When you hire an attorney to assist with a divorce or other family law matter in Minnesota, you will likely be asked to sign a Retainer Agreement and pay an initial sum of money (the “retainer”) prior to representation. What is this Agreement, and why do you have to pay in advance?
Retainer Agreements vary in length and contents but, at their most basic, they spell out what exactly the attorney (and staff) is and isn’t being hired to do, explain how you will be charged for legal services, and set forth how disputes are handled. The purpose of the Retainer Agreement is to protect both you and the attorney and it affects your legal rights and obligations; You should always read it carefully before signing and ask for an explanation of anything you don’t understand.
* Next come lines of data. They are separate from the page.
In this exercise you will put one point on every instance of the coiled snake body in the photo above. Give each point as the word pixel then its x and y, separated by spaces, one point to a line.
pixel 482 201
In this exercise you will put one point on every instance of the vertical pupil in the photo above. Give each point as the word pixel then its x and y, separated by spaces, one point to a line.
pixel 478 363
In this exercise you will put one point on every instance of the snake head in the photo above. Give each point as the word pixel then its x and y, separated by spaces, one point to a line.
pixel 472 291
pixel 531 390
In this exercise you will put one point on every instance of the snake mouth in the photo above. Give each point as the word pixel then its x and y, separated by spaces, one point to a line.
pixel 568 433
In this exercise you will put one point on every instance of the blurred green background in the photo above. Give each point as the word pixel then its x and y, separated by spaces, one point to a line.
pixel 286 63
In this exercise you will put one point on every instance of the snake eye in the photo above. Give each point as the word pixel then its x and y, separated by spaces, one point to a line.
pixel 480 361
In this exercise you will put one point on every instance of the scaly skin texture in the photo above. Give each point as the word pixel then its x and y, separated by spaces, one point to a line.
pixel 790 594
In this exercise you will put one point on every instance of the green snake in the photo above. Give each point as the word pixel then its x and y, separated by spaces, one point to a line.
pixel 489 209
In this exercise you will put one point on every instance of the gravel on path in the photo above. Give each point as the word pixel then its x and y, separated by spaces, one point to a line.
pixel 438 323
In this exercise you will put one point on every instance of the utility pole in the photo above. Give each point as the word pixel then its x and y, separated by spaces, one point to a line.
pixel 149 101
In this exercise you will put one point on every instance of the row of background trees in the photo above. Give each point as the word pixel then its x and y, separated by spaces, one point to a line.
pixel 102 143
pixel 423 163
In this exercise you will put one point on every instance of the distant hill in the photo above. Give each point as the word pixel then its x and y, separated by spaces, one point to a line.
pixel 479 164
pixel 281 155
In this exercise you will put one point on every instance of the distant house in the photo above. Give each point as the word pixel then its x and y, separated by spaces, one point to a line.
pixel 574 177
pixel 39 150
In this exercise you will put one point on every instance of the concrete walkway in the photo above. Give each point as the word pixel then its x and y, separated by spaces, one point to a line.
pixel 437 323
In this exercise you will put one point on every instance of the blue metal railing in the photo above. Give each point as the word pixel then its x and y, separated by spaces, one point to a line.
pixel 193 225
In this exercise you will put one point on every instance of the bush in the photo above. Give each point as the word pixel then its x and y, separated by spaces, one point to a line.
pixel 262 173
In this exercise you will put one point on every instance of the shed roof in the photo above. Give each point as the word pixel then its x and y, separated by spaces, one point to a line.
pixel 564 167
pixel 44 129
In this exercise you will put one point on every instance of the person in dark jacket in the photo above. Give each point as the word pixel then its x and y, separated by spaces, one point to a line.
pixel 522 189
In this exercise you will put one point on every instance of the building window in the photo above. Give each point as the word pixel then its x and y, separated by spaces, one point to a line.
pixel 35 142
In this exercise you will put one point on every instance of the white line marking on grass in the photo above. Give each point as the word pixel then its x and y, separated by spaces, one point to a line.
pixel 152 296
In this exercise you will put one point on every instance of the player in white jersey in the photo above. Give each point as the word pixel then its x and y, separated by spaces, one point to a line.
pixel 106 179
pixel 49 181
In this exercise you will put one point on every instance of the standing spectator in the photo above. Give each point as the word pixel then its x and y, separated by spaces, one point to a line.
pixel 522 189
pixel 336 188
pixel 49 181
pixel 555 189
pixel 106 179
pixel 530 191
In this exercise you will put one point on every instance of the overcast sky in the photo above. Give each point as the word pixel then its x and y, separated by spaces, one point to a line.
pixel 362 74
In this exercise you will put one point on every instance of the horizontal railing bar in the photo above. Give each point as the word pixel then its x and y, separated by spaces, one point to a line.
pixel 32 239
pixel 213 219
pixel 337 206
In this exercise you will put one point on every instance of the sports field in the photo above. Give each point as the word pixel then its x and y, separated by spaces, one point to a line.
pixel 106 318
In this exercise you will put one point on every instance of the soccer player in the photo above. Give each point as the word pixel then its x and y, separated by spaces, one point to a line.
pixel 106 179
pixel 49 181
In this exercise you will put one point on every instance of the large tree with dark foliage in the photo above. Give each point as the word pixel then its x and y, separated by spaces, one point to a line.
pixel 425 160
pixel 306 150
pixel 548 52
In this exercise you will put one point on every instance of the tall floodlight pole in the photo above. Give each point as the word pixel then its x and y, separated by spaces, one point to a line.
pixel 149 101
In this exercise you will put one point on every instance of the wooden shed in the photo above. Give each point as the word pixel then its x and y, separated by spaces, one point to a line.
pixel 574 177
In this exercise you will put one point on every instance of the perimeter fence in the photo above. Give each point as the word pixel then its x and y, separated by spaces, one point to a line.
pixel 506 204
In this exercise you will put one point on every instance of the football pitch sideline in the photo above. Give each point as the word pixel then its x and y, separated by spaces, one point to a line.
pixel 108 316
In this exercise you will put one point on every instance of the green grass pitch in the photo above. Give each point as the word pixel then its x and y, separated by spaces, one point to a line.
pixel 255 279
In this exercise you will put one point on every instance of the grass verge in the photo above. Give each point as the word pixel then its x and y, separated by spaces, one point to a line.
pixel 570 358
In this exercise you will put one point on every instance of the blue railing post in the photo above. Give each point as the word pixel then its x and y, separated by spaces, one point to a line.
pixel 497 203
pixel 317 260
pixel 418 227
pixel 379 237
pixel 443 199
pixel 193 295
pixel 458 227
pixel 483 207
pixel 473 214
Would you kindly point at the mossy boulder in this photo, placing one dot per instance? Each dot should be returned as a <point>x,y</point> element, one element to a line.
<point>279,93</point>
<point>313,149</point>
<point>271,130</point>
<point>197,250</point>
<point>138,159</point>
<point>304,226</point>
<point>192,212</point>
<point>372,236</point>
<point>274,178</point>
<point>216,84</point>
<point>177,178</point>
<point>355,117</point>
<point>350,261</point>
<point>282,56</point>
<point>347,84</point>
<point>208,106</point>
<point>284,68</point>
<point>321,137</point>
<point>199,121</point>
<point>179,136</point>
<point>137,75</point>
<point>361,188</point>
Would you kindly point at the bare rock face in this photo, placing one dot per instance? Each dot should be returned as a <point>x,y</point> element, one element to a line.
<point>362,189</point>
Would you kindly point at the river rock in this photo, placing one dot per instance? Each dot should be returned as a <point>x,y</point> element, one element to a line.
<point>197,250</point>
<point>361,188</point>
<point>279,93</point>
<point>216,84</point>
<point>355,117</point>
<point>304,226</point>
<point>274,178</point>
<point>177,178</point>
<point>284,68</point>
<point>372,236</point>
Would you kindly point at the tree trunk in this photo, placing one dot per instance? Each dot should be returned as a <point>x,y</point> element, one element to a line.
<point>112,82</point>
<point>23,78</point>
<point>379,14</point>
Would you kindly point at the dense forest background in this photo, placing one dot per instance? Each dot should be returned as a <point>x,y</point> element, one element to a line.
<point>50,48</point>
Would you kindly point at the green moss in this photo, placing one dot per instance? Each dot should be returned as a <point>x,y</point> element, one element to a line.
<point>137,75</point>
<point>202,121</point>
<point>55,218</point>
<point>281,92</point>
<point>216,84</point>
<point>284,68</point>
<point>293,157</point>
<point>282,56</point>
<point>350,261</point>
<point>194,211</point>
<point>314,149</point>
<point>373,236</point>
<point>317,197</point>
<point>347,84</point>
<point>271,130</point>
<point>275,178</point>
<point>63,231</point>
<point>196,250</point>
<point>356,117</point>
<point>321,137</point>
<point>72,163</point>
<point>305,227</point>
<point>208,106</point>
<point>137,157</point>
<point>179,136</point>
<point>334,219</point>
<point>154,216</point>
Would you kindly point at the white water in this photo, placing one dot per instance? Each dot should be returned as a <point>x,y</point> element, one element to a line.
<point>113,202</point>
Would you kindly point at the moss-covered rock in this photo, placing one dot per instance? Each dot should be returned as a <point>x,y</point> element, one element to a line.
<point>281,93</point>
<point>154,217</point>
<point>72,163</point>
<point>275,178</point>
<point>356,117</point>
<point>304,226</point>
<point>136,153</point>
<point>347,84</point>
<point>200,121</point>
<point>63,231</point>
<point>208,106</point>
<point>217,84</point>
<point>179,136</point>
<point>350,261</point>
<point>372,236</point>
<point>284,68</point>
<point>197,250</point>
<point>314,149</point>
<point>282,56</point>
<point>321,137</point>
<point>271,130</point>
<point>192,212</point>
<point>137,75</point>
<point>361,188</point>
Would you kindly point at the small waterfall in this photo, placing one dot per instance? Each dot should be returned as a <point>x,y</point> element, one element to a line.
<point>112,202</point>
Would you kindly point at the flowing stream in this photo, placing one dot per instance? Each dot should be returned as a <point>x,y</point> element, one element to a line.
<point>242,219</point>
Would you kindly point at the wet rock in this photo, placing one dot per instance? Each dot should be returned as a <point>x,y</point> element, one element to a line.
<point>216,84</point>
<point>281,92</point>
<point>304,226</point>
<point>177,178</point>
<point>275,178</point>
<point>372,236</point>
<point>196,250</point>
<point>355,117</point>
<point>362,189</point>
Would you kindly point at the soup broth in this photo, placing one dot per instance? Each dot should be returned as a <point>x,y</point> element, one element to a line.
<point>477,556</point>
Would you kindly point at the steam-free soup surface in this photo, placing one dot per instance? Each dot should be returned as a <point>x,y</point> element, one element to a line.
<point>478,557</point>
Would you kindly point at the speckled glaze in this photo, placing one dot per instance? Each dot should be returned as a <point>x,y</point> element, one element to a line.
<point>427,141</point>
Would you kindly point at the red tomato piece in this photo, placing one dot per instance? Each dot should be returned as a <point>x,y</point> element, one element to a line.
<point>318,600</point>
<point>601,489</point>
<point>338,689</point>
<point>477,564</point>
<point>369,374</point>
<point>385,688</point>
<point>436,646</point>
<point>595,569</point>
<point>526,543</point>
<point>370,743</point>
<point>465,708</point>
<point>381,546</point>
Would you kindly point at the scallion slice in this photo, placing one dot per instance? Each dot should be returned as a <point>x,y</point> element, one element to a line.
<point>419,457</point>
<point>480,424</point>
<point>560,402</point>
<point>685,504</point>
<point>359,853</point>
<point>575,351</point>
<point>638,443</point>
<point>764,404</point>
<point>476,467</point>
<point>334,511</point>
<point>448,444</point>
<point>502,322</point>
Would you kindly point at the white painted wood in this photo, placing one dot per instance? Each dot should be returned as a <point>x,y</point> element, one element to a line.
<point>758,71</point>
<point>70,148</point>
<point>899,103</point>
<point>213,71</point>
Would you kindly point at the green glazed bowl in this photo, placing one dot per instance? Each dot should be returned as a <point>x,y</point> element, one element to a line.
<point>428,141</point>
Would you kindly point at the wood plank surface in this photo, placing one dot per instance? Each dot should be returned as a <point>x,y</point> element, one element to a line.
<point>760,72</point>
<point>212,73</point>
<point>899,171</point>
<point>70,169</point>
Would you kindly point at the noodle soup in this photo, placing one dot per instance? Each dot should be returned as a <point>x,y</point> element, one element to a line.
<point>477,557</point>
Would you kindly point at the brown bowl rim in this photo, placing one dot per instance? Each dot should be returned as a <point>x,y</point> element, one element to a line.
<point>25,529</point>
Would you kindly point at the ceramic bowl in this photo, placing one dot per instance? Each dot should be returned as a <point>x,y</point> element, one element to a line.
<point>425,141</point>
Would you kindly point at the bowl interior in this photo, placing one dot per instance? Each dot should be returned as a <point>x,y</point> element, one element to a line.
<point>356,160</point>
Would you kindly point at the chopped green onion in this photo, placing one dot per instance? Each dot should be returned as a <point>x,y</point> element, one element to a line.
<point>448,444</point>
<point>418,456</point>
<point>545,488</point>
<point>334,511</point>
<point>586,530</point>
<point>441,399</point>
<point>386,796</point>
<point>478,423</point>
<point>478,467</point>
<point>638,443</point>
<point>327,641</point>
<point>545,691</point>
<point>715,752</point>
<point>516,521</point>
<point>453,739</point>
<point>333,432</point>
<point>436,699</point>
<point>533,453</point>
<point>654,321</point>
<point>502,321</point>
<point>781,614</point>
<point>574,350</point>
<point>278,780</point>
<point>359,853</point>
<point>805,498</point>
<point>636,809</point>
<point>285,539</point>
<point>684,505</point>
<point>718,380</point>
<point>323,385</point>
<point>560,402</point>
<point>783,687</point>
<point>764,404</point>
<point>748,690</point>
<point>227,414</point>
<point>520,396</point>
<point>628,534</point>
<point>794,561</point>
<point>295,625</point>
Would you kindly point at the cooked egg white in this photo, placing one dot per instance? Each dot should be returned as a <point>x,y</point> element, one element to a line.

Along with a signed Retainer Agreement, most attorneys ask for payment of an initial “retainer,” which is held in a trust account and serves to pay your bills as they come due. As you deplete the funds in your retainer, you will typically be asked to replace them. Retainers vary substantially depending upon the attorney and the type and complexity of the case; amounts between $5,000 and $10,000 are common, but they can be higher or lower.
In addition to paying legal fees, retainers provide money to cover expenses that must be paid by the attorney, such as court filings costs. Promptly paying and replenishing your retainer ensures that your attorney can continue representing you properly.